Task 2. Clone a course repo within your Vertex AI Notebooks instance

To clone the training-data-analyst notebook in your JupyterLab instance:

    1. In JupyterLab, to open a new terminal, click the Terminal icon.

    2. At the command-line prompt, run the following command: 
      git clone https://github.com/GoogleCloudPlatform/training-data-analyst
    3. To confirm that you have cloned the repository, double-click on the training-data-analyst directory and ensure that you can see its contents.
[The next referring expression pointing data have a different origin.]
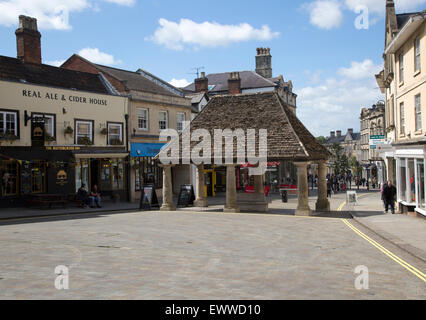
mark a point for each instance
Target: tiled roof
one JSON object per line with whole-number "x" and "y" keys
{"x": 288, "y": 139}
{"x": 15, "y": 70}
{"x": 249, "y": 80}
{"x": 135, "y": 81}
{"x": 403, "y": 18}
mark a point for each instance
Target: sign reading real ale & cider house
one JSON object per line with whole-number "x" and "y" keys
{"x": 62, "y": 97}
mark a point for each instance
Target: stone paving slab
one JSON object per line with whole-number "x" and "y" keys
{"x": 188, "y": 255}
{"x": 407, "y": 232}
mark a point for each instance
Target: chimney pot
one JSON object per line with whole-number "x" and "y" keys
{"x": 234, "y": 83}
{"x": 28, "y": 40}
{"x": 264, "y": 62}
{"x": 202, "y": 83}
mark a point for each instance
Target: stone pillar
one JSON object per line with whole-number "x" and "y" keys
{"x": 200, "y": 200}
{"x": 303, "y": 208}
{"x": 231, "y": 190}
{"x": 322, "y": 205}
{"x": 168, "y": 204}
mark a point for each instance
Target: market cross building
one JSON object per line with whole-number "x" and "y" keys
{"x": 287, "y": 139}
{"x": 58, "y": 128}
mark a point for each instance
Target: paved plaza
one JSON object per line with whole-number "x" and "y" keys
{"x": 192, "y": 255}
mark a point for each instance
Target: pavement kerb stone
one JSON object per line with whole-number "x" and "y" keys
{"x": 417, "y": 253}
{"x": 68, "y": 214}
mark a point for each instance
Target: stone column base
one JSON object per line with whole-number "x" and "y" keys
{"x": 304, "y": 212}
{"x": 202, "y": 203}
{"x": 323, "y": 206}
{"x": 231, "y": 210}
{"x": 168, "y": 208}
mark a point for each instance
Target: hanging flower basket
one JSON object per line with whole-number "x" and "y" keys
{"x": 68, "y": 130}
{"x": 85, "y": 141}
{"x": 8, "y": 136}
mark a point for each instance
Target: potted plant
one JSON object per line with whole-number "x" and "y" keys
{"x": 116, "y": 142}
{"x": 84, "y": 141}
{"x": 49, "y": 138}
{"x": 8, "y": 136}
{"x": 68, "y": 130}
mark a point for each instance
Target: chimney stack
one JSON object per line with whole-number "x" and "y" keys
{"x": 264, "y": 62}
{"x": 234, "y": 83}
{"x": 28, "y": 40}
{"x": 202, "y": 83}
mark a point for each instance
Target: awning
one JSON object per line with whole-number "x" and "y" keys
{"x": 145, "y": 149}
{"x": 100, "y": 155}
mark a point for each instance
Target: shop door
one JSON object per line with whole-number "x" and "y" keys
{"x": 209, "y": 183}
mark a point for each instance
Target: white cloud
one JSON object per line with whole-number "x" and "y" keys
{"x": 379, "y": 6}
{"x": 127, "y": 3}
{"x": 55, "y": 63}
{"x": 338, "y": 100}
{"x": 175, "y": 35}
{"x": 50, "y": 14}
{"x": 360, "y": 70}
{"x": 180, "y": 83}
{"x": 98, "y": 57}
{"x": 325, "y": 14}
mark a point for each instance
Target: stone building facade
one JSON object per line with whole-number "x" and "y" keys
{"x": 154, "y": 106}
{"x": 372, "y": 122}
{"x": 403, "y": 81}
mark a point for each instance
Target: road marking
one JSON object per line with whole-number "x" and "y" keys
{"x": 391, "y": 255}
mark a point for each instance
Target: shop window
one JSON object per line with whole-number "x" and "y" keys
{"x": 9, "y": 122}
{"x": 112, "y": 174}
{"x": 411, "y": 176}
{"x": 81, "y": 173}
{"x": 9, "y": 171}
{"x": 421, "y": 183}
{"x": 147, "y": 172}
{"x": 403, "y": 179}
{"x": 49, "y": 124}
{"x": 418, "y": 113}
{"x": 417, "y": 54}
{"x": 180, "y": 121}
{"x": 84, "y": 131}
{"x": 115, "y": 134}
{"x": 38, "y": 177}
{"x": 401, "y": 68}
{"x": 143, "y": 119}
{"x": 402, "y": 115}
{"x": 163, "y": 120}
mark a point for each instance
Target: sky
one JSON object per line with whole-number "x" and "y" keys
{"x": 329, "y": 49}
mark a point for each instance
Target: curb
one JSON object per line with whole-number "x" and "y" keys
{"x": 54, "y": 215}
{"x": 415, "y": 252}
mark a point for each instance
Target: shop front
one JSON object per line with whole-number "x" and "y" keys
{"x": 106, "y": 170}
{"x": 29, "y": 171}
{"x": 144, "y": 168}
{"x": 411, "y": 189}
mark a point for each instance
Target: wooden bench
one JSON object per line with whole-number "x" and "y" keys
{"x": 47, "y": 200}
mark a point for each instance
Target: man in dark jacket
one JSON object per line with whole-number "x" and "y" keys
{"x": 389, "y": 197}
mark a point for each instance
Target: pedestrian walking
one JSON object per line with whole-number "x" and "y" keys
{"x": 389, "y": 197}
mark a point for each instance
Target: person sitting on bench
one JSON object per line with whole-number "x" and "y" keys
{"x": 83, "y": 196}
{"x": 95, "y": 196}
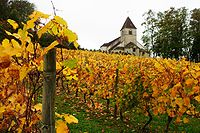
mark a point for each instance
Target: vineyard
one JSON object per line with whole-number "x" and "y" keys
{"x": 123, "y": 83}
{"x": 120, "y": 85}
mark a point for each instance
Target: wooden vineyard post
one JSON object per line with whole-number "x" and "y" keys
{"x": 116, "y": 89}
{"x": 48, "y": 97}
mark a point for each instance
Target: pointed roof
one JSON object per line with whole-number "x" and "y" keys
{"x": 128, "y": 24}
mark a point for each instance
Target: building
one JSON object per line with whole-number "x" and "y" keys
{"x": 127, "y": 42}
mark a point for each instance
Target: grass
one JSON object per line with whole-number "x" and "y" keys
{"x": 95, "y": 121}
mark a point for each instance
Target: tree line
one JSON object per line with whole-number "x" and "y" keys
{"x": 173, "y": 33}
{"x": 17, "y": 10}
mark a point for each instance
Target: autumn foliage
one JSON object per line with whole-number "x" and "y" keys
{"x": 21, "y": 76}
{"x": 157, "y": 86}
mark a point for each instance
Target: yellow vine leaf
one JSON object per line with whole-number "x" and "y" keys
{"x": 58, "y": 115}
{"x": 145, "y": 94}
{"x": 61, "y": 127}
{"x": 71, "y": 36}
{"x": 70, "y": 118}
{"x": 189, "y": 82}
{"x": 51, "y": 46}
{"x": 16, "y": 45}
{"x": 30, "y": 24}
{"x": 23, "y": 72}
{"x": 55, "y": 30}
{"x": 60, "y": 21}
{"x": 185, "y": 120}
{"x": 38, "y": 14}
{"x": 44, "y": 29}
{"x": 186, "y": 101}
{"x": 179, "y": 101}
{"x": 38, "y": 107}
{"x": 197, "y": 98}
{"x": 5, "y": 61}
{"x": 178, "y": 120}
{"x": 8, "y": 33}
{"x": 2, "y": 109}
{"x": 13, "y": 23}
{"x": 6, "y": 44}
{"x": 30, "y": 48}
{"x": 76, "y": 44}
The files for all the Jupyter notebook-based labs throughout this course are available in this directory.

Task 3. Exploratory data analysis using Python and BigQuery

  1. In the notebook interface, navigate to training-data-analyst > courses > machine_learning > deepdive2 > launching_into_ml > labs and open python.BQ_explore_data.ipynb.

  2. In the notebook interface, click Edit > Clear All Outputs.

  3. Carefully read through the notebook instructions and fill in lines marked with #TODO where you need to complete the code.

Tip: To run the current cell, click the cell and press SHIFT+ENTER. Other cell commands are listed in the notebook UI under Run.

  • Hints may also be provided for the tasks to guide you along. Highlight the text to read the hints (they are in white text).
  • If you need more help, look at the complete solution at training-data-analyst > courses > machine_learning > deepdive2 > launching_into_ml > solutions and open python.BQ_explore_data.ipynb.